The Miseducation of Black Philanthropy
Play • 1 hr 6 min

Public servant, scholar of Black philanthropy, and organizer Nikia Washington joins Nadia Imafidon for a conversation on misconceptions of philanthropy, how the Black community contributes the largest portions of their salary to charity, and how the philanthropy industry needs to change to have the greatest impact for communities it aims to serve. She also speaks about releasing the toxic standard of "time = money" and how operating from this capitalist-driven concept of time is no longer her ministry.

In this episode, she shares a philanthropic effort close to her heart: her friend Princess is battling cervical cancer and embarking on a fertility journey so she can have her own children one day.
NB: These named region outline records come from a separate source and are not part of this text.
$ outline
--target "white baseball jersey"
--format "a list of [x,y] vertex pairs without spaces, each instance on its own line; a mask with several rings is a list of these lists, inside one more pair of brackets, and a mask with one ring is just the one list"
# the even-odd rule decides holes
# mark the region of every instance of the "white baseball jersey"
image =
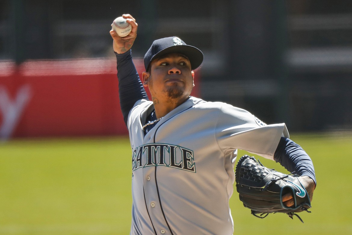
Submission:
[[153,109],[137,101],[128,116],[132,148],[131,234],[232,234],[229,200],[237,149],[273,159],[284,123],[262,122],[247,111],[190,97],[145,136]]

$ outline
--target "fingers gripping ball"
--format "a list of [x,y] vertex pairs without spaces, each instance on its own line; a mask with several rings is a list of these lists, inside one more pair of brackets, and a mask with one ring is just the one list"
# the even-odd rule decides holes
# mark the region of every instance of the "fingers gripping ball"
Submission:
[[127,22],[126,19],[122,16],[114,20],[112,26],[117,35],[121,37],[128,35],[132,30],[132,26]]
[[[240,200],[257,217],[264,218],[269,213],[282,212],[293,218],[296,214],[311,208],[307,191],[297,175],[289,175],[269,169],[247,155],[238,161],[235,172],[236,187]],[[282,196],[292,194],[294,204],[288,207]]]

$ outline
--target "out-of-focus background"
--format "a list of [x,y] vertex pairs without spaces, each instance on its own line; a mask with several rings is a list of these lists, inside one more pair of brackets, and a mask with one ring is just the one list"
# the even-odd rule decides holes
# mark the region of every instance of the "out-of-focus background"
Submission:
[[352,177],[352,1],[1,0],[0,234],[129,233],[131,150],[109,33],[125,13],[139,25],[139,73],[154,40],[180,37],[205,54],[193,95],[285,123],[313,160],[306,223],[256,218],[235,191],[235,234],[352,234],[352,188],[338,182]]
[[0,3],[0,137],[125,134],[109,33],[139,24],[139,72],[153,40],[204,53],[195,94],[292,131],[352,127],[352,2],[86,1]]

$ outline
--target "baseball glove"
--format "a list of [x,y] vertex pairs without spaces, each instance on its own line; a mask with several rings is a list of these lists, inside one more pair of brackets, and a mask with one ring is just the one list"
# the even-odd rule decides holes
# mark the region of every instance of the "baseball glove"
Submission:
[[[297,175],[287,175],[269,169],[256,161],[253,157],[245,155],[236,166],[236,187],[240,200],[245,207],[251,210],[256,217],[263,218],[269,213],[282,212],[291,218],[296,213],[306,211],[311,207],[307,191]],[[291,192],[295,204],[290,207],[282,202],[283,196]]]

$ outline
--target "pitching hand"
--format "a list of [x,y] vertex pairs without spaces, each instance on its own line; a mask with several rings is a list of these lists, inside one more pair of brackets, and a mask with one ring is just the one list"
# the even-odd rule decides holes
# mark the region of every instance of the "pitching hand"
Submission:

Contribute $$ here.

Nikia views philanthropy as a gateway to reparations. Her passion for this work is rooted in her deep love for humankind and keen ability to connect things—people, ideas, places, resources, etc.—to create greater impact together. Kia knows she’s fortunate that as her career grows, she’s given a platform to deepen her relationship with her own culture, heritage and stolen history. Through a focus on community organizing and redistribution of resources, she’s been positioned to ask herself and own community critical questions like “What resources do I need more of?” “What resources do I expend too much of?” and “What resources do I hoard?”

Having spent years as a professional fundraiser, Kia is not afraid to make an ask - for herself, but mostly for her community and those far from the table of decision making and power.